Some confusing advertising there, but here's the low down
All Athlons/Durons have 128KB(64KB instruction/64KB data) of on-die L1 cache. The difference is in the L2 cache.
The classic Athlons(both 0.25u K7 and 0.18u K75 cores) have 512KB of off die, on package L2 cache, which I believe is 8-way set associative.
The Thunderbirds have 256KB of on-die 16-way set associative L2 cache on a 64-bit cache line.
The Durons have 64KB of on-die 16-way set associative L2 cache on a 64-bit cache line.
Thunderbirds and Durons use exclusive cache, in that data in doesn't have to be replicated in both L1 and L2 cache.
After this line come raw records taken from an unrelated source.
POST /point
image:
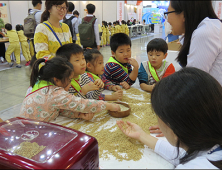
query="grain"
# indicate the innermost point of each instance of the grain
(110, 138)
(27, 149)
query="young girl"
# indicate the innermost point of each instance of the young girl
(49, 97)
(190, 116)
(24, 44)
(14, 45)
(95, 69)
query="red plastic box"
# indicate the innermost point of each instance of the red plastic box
(65, 148)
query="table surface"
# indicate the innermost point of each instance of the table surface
(150, 159)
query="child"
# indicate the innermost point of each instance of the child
(118, 69)
(189, 115)
(81, 86)
(95, 69)
(155, 69)
(24, 44)
(49, 97)
(13, 47)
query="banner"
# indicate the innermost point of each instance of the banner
(218, 7)
(120, 10)
(4, 11)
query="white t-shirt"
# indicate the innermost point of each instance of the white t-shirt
(206, 48)
(169, 152)
(37, 15)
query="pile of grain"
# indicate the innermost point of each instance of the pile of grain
(27, 149)
(111, 140)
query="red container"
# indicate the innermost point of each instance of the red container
(65, 148)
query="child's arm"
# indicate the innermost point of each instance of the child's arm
(133, 75)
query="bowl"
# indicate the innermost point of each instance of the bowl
(120, 114)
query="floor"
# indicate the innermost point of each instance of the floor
(15, 81)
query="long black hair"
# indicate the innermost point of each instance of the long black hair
(57, 67)
(194, 13)
(190, 103)
(48, 6)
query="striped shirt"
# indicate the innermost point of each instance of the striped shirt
(83, 80)
(46, 44)
(115, 73)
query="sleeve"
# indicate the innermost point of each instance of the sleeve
(96, 31)
(41, 42)
(204, 48)
(117, 73)
(170, 70)
(106, 82)
(63, 100)
(142, 75)
(169, 152)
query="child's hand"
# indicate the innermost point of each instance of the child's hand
(99, 83)
(133, 62)
(131, 129)
(116, 88)
(89, 87)
(117, 95)
(156, 129)
(112, 107)
(86, 116)
(125, 85)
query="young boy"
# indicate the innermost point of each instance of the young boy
(13, 47)
(155, 69)
(118, 69)
(81, 86)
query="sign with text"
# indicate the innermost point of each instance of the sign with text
(120, 10)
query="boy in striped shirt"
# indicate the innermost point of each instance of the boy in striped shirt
(118, 69)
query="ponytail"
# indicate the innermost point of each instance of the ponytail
(35, 71)
(45, 16)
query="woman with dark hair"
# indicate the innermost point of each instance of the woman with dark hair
(51, 34)
(202, 47)
(190, 120)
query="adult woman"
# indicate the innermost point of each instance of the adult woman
(47, 42)
(190, 120)
(202, 47)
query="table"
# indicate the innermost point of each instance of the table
(150, 160)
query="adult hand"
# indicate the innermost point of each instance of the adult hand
(116, 88)
(130, 129)
(156, 129)
(89, 87)
(125, 85)
(133, 62)
(117, 95)
(99, 83)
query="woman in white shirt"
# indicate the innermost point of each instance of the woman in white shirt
(202, 47)
(190, 116)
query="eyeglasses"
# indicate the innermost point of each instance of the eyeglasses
(60, 8)
(166, 14)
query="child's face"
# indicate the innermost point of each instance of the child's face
(97, 67)
(66, 85)
(156, 58)
(123, 53)
(79, 64)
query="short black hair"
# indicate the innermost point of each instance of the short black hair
(18, 27)
(90, 8)
(35, 2)
(157, 44)
(76, 13)
(118, 40)
(71, 7)
(8, 27)
(67, 50)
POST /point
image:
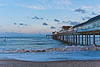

It either exists in 1 level, the other, or none - never both. These increases effective cache size, and hence cache hit rate.
All P2,P3 and Celerons have the same 32KB(16KB instruction/16KB data) of on-die L1 cache.
Klamath, Deschutes and Katmai P2/P3 processors had 512KB off-die, on package L2 cache. I forgot the associativity.
Coppermine P3s have 256KB on-die 8-way set associative L2 cache on a 256-bit cache line.
Covington Celerons didn't have any L2 cache at all.
Mendocino Celerons has 128KB on-die 4-way set associative L2 cache on a 64-bit cache line.
Coppermine-128 Celerons has 128KB on-die 4-way set associative L2 cache on a 256-bit cache line.
And that's about it. There are other differences in cache hierarchy, but these are the more important ones.